なんか、流行りの呪術廻戦に出てくる五条先生?もそういう術使ってなかったかな。情報を大量に脳に送って全知状態にして脳を停止させるみたいな。さらっとしか読んでないから忘れました。
たしかに、未来が変えられないとわかってしまったら色んなことに意味がなくなると思ってしまうのも理解はできます。
でもやっぱり楽しい方がいいから、そうなったとしても楽しいことのために行動していたいと思います。そんな状況におかれたことないけど。

不安は自由のめまい

 並行世界を知ることができたらどうなるのか。しかも、並行世界の自分とコミュニケーションをとれるとしたら。
自分があの時こうしていれば、ああしていなければ、と思うことはよくあると思いますが、「不安は自由のめまい」は、その結果を実際に知ることができる世界。
結果を知って今この自分がより良くなれるのか、正直に言うと結構疑わしいですが…私はすぐ嫉妬するので。
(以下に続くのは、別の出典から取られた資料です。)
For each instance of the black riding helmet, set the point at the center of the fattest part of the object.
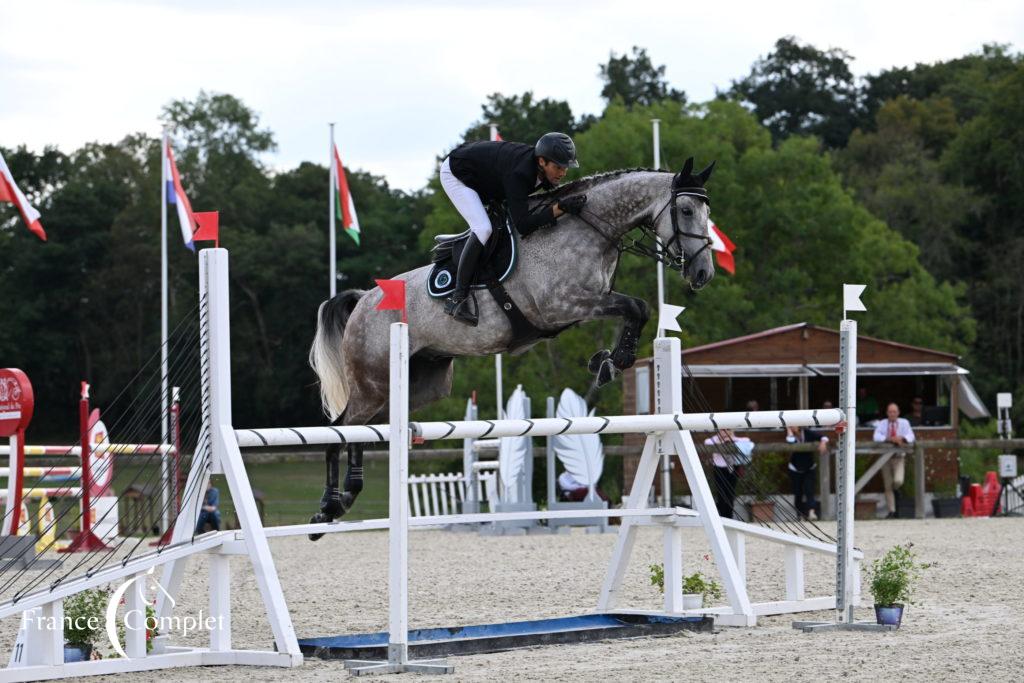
(557, 147)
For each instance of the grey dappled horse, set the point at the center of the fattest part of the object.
(563, 276)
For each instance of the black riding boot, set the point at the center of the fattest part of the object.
(461, 305)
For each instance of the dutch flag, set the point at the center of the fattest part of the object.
(176, 196)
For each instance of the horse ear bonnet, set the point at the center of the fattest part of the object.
(688, 183)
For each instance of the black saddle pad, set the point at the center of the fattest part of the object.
(497, 263)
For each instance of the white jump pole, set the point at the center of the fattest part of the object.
(398, 442)
(500, 410)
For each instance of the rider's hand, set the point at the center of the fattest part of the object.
(572, 205)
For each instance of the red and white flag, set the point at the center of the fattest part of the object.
(723, 248)
(344, 206)
(10, 193)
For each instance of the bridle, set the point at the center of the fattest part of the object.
(648, 230)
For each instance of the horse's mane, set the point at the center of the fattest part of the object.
(587, 182)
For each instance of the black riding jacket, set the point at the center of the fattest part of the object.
(503, 171)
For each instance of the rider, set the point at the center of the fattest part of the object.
(478, 173)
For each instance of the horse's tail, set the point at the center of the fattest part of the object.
(326, 355)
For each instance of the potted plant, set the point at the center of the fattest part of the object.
(85, 622)
(699, 588)
(893, 577)
(696, 588)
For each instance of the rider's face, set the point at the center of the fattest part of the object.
(551, 171)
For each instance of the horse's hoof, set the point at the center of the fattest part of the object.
(605, 373)
(624, 360)
(597, 360)
(318, 518)
(332, 504)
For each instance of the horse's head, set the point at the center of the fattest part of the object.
(683, 225)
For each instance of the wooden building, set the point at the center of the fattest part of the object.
(797, 367)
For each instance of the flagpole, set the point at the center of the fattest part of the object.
(498, 357)
(164, 432)
(656, 132)
(331, 211)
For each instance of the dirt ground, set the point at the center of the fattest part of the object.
(967, 624)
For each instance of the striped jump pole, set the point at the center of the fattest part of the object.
(475, 429)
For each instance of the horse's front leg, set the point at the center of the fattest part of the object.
(635, 313)
(336, 502)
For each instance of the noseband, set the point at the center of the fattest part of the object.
(678, 233)
(638, 247)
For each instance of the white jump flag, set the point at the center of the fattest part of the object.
(667, 317)
(851, 298)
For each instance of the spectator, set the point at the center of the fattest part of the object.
(209, 513)
(867, 407)
(895, 430)
(916, 417)
(728, 463)
(803, 467)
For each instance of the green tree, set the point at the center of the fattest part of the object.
(986, 157)
(896, 174)
(798, 89)
(635, 80)
(966, 81)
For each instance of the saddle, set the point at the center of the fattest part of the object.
(497, 263)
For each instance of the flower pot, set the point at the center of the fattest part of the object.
(889, 614)
(692, 600)
(762, 511)
(77, 652)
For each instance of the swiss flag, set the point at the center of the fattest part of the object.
(9, 193)
(723, 248)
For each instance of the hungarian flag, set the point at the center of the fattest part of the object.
(176, 196)
(343, 200)
(10, 193)
(723, 248)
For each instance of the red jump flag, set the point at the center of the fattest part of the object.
(207, 226)
(394, 296)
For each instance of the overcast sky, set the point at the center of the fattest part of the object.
(402, 80)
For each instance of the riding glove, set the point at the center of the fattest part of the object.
(572, 205)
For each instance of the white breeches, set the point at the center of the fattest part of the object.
(467, 202)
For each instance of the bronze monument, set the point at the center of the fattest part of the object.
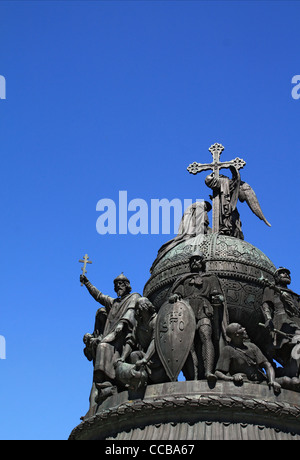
(214, 308)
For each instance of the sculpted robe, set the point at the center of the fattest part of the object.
(119, 310)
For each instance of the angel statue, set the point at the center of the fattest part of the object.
(226, 193)
(229, 192)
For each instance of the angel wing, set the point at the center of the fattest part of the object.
(246, 193)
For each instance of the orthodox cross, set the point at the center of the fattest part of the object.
(84, 261)
(194, 168)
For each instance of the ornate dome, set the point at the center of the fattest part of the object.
(240, 266)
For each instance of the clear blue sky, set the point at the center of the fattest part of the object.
(105, 96)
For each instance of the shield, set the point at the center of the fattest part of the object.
(295, 354)
(174, 336)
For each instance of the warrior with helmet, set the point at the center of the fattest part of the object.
(112, 325)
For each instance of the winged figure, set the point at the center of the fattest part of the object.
(246, 193)
(230, 190)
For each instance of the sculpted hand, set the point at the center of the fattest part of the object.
(238, 378)
(83, 279)
(119, 327)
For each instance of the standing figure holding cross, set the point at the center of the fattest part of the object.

同じように自分より幸せそうな並行世界の自分に嫉妬し、今の自分と比べて並行世界に近づけようと依存症のようなものになった人が出てきます。

 全体を通してみると、知ることと同じくらい、知らないということも重要なんだと感じました。どこに境界線があるのかはわからないし、もしかしたらないのかもしれない。知っていればよかったと思うことも知らなければよかったと思うことも同じくらいある。全てはランダムで、どちらが良い悪いの話じゃないのかも。まあ、結局は自分が決めることです。
 なかなか難しい内容なだけに今回は色々考えてしまいました。文字にするともっと出てくるからなおさら。
こういうのは珍しくて、普段は娯楽としてその一瞬だけを楽しんで本を読んでいます。なのでわりとすぐ内容を忘れます。
とにかく、面白かったです。途中いかにもそれっぽい専門用語とか出てきて流し読みっぽくなったところもあったけど。
表題作の「息吹」はそこまで惹かれなかったかなー。でも賞もとってるし、きっと面白いと思う人は多いと思います。
とりあえず、すすめてくれた友達にも感想を伝えたい。

ちなみに、並行世界といえばちょっと前に読んだ「なめらかな世界と、その敵」も面白かったのでぜひ。こっちはもっと身近な感じの物語になっています。